Artificial Intelligence for Lawyers and Law Students: Crutch, Craft, or Catalyst?
49 Seton Hall J. Legis. & Pub. Pol'y 633 (2025)
This article explores the integration of generative AI into legal education, examining its history and the potential for faculty to utilize it for pedagogical, administrative, and scholarly purposes. It further addresses the risks of student over-reliance on AI, proposing that law schools should treat AI as a collaborative tool and shift toward assessments that prioritize process and diverse lawyering skills over traditional exams.
Bins to Bots: Recycling, Individual Responsibility, and the Environmental Regulation of AI
Rutgers Comp. & Tech. L.J. (forthcoming 2025)

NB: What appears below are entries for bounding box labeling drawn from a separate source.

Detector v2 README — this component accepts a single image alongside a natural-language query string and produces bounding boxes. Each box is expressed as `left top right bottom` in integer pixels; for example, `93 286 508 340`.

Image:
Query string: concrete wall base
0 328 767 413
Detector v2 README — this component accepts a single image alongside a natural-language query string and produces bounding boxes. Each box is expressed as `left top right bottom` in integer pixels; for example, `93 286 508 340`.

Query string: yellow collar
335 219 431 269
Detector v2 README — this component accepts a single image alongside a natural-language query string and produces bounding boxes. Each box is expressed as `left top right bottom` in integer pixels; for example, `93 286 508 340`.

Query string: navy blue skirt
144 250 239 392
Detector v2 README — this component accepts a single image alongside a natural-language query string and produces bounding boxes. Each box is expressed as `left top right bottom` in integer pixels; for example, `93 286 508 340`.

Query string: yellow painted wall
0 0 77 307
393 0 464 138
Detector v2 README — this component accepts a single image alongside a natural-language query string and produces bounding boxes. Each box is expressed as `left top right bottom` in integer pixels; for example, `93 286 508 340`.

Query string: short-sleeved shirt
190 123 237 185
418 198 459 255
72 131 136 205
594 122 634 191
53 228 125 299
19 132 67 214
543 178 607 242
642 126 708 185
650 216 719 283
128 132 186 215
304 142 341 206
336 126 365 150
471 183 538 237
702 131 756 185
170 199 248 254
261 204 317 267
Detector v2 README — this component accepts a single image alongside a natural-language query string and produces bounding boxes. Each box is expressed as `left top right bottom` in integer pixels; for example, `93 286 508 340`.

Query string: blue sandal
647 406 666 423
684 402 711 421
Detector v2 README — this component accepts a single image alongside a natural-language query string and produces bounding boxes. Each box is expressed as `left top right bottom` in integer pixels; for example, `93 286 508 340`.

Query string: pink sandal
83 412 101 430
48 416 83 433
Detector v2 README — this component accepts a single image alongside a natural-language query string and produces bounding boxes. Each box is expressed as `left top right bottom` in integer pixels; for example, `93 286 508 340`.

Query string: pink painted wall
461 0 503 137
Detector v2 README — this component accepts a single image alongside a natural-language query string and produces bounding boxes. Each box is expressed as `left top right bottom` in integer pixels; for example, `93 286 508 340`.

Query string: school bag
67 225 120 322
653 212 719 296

Drawing on the failures of consumer recycling, this article argues that AI's environmental impact cannot be solved through individual responsibility or voluntary corporate commitments alone. Instead, it proposes a regulatory framework that aligns market forces with sustainability by using mandatory disclosures, resource-weighted fees, and producer responsibility to reward resource efficiency.

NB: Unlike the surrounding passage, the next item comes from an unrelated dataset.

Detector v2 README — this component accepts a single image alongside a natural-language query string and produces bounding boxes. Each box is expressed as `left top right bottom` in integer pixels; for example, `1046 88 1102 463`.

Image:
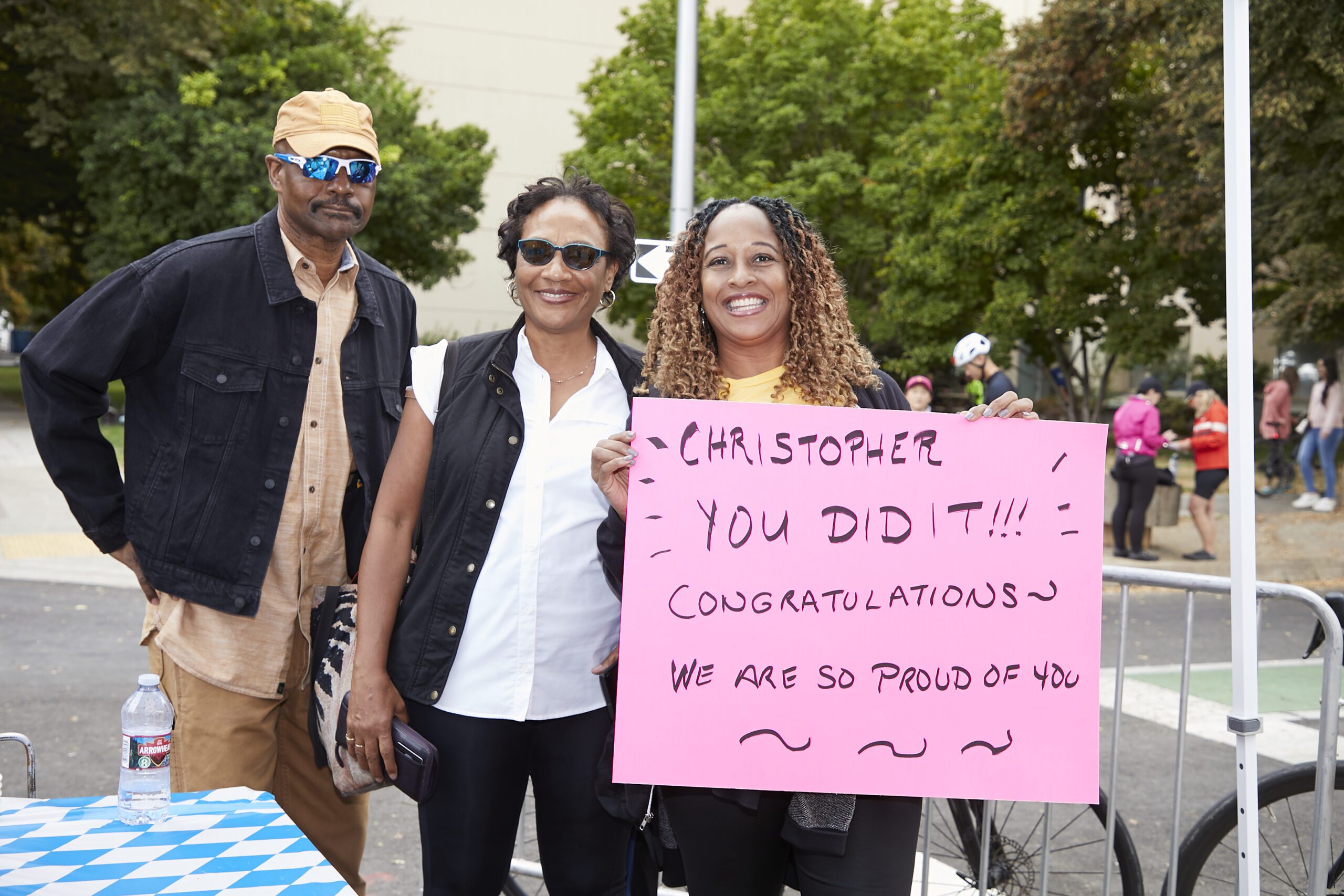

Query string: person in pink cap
906 375 933 411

ChatGPT is Notoriously Bad at Legal Research. So Let's Use it to Teach Legal Research
Verdict (Sep. 2023)
The article argues that ChatGPT's well-known failures in legal research — such as hallucinating cases and misrepresenting the law — can be turned into a pedagogical advantage, by having law students use AI-generated output as a starting point for learning how to verify legal information using reliable tools like Westlaw and LexisNexis.
Abandoning Precedent: The Case for Bringing ChatGPT into Law Schools
Verdict (Aug. 2023)
The article argues for the integration—rather than prohibition—of generative AI tools, specifically ChatGPT, into legal education. It suggests that guided AI instruction on how to harness this disruptive technology prepares law students for the evolving landscape of legal practice.